Reiterating federal conscience protections is part of the silver lining to an otherwise lackluster Court ruling.

The pro-life community should remember that while the Court’s ruling is disappointing, it is absolutely not the end of the story.

The Court’s decision, in this case, leaves the door open for another party, who can show direct harm, to challenge the safety of the abortion pill and the FDA’s deregulation at another time.

Potential future litigants could include women who have taken mifepristone and been injured by the drug.

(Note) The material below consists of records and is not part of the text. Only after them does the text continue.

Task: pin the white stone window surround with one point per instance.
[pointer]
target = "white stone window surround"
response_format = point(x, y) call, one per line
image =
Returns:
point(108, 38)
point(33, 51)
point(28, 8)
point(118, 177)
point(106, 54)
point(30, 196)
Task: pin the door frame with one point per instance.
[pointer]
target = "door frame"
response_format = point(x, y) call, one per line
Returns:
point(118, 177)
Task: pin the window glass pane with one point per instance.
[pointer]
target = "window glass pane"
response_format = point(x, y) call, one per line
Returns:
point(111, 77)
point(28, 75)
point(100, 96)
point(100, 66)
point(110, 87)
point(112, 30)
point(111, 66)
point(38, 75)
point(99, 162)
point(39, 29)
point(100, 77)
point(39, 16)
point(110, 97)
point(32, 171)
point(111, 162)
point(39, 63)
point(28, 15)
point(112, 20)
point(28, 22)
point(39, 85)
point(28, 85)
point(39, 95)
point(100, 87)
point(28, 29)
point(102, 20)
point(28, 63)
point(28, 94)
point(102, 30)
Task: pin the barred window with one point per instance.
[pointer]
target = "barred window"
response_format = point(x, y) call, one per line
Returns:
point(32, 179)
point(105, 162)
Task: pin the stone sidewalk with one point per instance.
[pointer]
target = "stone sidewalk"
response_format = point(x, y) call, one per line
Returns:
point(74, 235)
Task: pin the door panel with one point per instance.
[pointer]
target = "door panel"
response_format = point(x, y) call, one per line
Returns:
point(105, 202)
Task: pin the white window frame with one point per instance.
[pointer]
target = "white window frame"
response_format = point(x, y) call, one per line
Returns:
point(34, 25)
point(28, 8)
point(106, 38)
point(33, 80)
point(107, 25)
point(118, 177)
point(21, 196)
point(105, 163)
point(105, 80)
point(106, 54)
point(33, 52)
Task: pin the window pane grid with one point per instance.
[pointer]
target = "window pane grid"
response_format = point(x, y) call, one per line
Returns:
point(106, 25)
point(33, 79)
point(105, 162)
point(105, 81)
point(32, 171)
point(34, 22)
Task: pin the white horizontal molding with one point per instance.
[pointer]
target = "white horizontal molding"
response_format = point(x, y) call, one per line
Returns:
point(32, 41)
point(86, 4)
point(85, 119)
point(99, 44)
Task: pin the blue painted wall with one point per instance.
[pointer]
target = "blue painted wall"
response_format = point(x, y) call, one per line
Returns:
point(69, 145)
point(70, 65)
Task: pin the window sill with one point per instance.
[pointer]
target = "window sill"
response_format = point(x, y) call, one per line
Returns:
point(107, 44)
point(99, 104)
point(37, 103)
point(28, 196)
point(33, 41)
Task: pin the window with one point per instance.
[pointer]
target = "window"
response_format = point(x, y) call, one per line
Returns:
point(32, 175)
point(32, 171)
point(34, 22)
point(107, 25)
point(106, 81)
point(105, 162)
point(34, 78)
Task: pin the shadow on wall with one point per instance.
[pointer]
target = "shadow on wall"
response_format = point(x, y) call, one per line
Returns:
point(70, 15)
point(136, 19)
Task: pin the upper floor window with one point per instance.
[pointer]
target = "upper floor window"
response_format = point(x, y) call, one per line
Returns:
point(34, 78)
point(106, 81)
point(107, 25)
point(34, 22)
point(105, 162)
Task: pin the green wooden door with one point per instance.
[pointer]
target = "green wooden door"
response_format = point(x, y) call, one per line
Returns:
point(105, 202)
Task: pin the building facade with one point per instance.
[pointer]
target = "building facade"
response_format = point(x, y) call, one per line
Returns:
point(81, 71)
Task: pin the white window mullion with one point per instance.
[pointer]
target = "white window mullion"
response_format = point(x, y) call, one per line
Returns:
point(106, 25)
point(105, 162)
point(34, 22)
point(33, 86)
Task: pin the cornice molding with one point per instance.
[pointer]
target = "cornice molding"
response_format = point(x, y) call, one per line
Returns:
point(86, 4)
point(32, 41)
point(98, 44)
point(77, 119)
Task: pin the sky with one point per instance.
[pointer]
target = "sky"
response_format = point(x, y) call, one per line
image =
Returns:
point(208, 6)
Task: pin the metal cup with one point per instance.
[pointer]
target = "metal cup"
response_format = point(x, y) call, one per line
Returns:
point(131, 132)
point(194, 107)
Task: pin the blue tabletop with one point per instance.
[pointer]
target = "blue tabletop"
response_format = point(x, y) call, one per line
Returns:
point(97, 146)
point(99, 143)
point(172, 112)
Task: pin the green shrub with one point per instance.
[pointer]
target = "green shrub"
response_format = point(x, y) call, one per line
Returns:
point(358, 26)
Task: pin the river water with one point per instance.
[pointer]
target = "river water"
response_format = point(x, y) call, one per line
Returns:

Students for Life of America made the argument in an amicus brief that there are also potential harms to endangered species due to the deregulation of chemical abortion pills. That’s another possible legal theory that could be explored.

The Court’s ruling in this case doesn’t change the facts related to abortion pill complications. According to mifepristone’s own label, approximately one in 25 women who take the pill suffer serious complications that require emergency room care; those are real facts connected to real women and girls who deserve justice.

The pro-life community should hold its head high and refuse to be deterred or distracted from the vital work of loving women, serving women, and pursuing justice for them in the court of law.